Danke schon mal im Vorraus ...


----------



## Unregistrierter gast (25 Mai 2007)

Larry Laffer schrieb:


> Hallo,
> wir setzen in unserer Firma viel kleine EC-Motoren ein. Dabei im Augenblick favourisiert Dunker oder Maxxon. Die Leistungsklasse ist hierbei normalerweise max. 240 W und die Kraft kommt über das Getriebe.
> Ich hätte jetzt Spass daran, solche Antriebe direkt über Profibus zu steuern (Anschaltung im Motor). Hat jemand da einen Hersteller-Tip oder / und Erfahrungen für mich ?
> 
> Danke schon mal im Vorraus ...




Klar: POSMO A mit 300W.
Komfortabel zu steuern und mit reichhaltiger Getriebeauswahl.

Kosten um die 1500 Eu, du brauchts zusätzlich zu den 24V Elektronikspannung noch 48V Lastspannung.

Es gibt auch 70W Typen, die benötigen nur 24V.


----------



## Larry Laffer (25 Mai 2007)

Heh UG, das ging ja schnell ...
Ich habe auch gleich mal nachgesehen im Siemens-Online-Katalog. Was ich da nicht gefunden habe ist : wie groß sind die Dinger ? Meine Kontrukteuere stehen nämlich auf Antriebe, die inklusive Getriebe die Größe einer Cola-Dose nach Möglichkeit nicht überschreiten ... der sah mir jetzt doch etwas größer aus ...:???:


----------



## Unregistrierter gast (25 Mai 2007)

Larry Laffer schrieb:


> Heh UG, das ging ja schnell ...
> Ich habe auch gleich mal nachgesehen im Siemens-Online-Katalog.
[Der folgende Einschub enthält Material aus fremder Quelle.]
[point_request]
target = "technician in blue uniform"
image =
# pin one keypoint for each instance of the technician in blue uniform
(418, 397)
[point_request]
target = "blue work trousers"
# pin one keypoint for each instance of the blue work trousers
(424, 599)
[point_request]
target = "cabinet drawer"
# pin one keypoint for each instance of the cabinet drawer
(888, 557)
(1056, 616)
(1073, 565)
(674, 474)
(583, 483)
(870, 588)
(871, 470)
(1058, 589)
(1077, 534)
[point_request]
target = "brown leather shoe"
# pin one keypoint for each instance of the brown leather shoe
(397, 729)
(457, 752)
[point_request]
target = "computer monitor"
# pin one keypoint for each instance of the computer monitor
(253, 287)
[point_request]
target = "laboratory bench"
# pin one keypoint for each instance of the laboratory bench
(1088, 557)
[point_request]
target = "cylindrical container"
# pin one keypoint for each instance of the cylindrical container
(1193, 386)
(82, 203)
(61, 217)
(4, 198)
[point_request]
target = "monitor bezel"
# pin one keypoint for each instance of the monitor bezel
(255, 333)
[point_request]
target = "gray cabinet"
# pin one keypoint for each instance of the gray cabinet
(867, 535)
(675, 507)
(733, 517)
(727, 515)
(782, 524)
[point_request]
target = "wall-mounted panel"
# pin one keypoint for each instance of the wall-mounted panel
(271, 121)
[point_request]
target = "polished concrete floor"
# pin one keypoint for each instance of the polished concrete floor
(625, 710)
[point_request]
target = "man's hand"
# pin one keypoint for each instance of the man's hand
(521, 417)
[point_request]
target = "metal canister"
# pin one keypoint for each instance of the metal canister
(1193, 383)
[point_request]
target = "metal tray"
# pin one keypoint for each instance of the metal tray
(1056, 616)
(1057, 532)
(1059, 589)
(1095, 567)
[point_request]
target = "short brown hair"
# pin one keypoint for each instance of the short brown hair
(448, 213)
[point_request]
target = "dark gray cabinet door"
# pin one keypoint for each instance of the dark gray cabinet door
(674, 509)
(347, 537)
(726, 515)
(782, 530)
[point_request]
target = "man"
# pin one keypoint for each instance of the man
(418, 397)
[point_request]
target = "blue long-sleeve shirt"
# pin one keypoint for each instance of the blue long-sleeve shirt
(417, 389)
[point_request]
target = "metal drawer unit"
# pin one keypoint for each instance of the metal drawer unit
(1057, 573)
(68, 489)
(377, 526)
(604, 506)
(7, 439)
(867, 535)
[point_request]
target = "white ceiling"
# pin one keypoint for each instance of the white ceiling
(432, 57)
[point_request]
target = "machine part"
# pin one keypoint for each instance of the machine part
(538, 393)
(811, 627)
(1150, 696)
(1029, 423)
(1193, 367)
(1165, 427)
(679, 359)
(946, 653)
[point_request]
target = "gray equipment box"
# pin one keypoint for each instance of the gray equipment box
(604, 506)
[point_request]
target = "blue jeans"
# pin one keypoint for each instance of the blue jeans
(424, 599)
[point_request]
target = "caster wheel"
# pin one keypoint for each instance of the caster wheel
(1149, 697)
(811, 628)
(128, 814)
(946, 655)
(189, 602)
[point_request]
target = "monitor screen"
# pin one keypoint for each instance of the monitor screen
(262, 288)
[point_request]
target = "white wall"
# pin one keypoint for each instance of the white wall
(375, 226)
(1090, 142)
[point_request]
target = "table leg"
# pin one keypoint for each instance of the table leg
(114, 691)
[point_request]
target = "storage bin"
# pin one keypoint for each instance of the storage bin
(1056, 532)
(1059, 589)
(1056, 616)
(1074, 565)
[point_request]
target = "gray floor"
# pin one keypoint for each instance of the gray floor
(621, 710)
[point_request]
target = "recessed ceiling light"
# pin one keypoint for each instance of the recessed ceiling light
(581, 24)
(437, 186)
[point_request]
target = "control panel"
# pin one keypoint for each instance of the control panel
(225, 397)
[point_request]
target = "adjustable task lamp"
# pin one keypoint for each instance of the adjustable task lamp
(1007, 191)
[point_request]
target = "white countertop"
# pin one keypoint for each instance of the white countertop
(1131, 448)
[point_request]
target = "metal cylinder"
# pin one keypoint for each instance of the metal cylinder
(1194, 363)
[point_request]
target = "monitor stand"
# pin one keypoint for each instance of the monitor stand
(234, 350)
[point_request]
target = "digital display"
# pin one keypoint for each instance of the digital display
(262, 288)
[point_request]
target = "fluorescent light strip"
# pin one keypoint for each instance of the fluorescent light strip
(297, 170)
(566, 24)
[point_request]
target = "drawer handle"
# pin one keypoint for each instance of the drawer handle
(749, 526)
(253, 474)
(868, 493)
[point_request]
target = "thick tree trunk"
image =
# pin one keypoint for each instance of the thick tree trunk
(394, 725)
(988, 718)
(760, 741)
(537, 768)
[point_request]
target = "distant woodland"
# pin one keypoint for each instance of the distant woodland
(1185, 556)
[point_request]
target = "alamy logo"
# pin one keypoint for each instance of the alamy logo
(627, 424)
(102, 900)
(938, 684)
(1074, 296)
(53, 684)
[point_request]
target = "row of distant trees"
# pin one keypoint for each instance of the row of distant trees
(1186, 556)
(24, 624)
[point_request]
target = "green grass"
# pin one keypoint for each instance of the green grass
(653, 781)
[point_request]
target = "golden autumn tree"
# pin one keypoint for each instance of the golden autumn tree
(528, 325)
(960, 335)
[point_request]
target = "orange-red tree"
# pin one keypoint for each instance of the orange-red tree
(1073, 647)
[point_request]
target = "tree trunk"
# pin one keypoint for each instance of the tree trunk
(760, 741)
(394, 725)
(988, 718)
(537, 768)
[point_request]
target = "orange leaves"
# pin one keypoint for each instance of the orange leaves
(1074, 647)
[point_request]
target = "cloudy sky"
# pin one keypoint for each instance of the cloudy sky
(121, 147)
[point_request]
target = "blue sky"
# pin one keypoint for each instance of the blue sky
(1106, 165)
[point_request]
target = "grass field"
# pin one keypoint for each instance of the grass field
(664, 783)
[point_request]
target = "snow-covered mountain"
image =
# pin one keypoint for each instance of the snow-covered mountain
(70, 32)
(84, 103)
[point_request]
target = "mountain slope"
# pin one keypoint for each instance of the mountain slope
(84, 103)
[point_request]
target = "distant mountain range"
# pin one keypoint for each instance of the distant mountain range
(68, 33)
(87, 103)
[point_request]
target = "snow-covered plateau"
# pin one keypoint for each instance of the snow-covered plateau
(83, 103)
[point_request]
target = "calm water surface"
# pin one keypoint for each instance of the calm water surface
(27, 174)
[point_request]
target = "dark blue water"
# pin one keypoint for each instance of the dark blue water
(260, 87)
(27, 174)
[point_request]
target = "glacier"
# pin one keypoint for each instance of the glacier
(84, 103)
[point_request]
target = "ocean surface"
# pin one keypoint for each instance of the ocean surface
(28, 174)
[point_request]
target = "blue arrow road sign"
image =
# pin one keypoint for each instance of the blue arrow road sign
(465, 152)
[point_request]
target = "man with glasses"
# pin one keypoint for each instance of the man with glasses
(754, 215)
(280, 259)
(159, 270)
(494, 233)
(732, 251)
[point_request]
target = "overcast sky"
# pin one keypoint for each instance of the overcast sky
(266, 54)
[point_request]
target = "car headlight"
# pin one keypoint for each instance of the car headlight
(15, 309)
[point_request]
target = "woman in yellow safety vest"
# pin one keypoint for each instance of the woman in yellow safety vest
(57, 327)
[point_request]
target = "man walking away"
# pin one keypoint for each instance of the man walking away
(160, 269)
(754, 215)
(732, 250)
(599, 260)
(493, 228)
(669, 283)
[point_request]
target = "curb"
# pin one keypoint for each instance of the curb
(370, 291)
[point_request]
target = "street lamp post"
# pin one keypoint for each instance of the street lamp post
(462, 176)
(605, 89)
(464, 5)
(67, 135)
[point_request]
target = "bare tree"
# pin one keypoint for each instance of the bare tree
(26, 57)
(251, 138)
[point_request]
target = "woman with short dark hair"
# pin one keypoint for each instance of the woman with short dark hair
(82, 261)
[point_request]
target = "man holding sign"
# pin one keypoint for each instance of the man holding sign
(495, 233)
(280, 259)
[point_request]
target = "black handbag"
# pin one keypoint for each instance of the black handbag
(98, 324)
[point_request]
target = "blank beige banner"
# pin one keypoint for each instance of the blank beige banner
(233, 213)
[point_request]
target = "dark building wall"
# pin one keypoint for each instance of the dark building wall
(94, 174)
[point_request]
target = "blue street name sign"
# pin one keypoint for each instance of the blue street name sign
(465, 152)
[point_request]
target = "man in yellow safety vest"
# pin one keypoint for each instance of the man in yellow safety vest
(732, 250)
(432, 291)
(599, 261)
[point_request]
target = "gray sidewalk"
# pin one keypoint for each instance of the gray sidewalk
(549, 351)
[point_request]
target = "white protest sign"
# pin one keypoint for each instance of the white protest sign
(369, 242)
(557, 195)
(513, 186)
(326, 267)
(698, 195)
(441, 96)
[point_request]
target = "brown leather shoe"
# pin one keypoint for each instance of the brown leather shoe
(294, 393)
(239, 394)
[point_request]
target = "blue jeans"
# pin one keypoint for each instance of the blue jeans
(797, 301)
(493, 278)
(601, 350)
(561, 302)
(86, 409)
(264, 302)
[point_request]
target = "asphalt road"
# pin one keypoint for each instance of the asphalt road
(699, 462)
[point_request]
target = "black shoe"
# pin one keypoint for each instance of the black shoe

Was ich da nicht gefunden habe ist : wie groß sind die Dinger ? Meine Kontrukteuere stehen nämlich auf Antriebe, die inklusive Getriebe die Größe einer Cola-Dose nach Möglichkeit nicht überschreiten ... der sah mir jetzt doch etwas größer aus ...:???:




Klar, der ist ca. 40 cm lang, abhängig vom Getriebe.
Im Katalog findest du aber alle Maßzeichnungen, da bin ich mir sicher !


----------



## Larry Laffer (25 Mai 2007)

Na, 40 cm sind ja schon die Größe von 2 Cola-Dosen. Das wird ein Problem. Ich bin auch mit den Sinamics als Servo's bisher auf wenig Gegenliebe gestossen ...


----------



## Ralle (25 Mai 2007)

Sieh dir mal die IclA-Servomotore von Berger-Lahr an. Das sind kleine Servos mit Profibusanschluß. Dazu gibts auch Bausteine für die S7.

http://www.berger-lahr.de/index.php?scriptlet=CMS/Content&id=110&language=de


----------



## Larry Laffer (27 Mai 2007)

Da werde ich micht nächste Woche mal näher damit beschäftigen ...


----------



## Markus (28 Mai 2007)

http://www.esitron.de/

selber schon erfolgreich eingesetzt, super service!
sind ec´s mit vorsatzgetriebe und busanschluss...


----------



## KompaktAntrieb (6 Juni 2007)

http://www.jvl.dk/default.asp?Action=Details&Item=703

Der Servoantrieb hat eine andere Bauform, falls die zuvor genannten nicht passen.


----------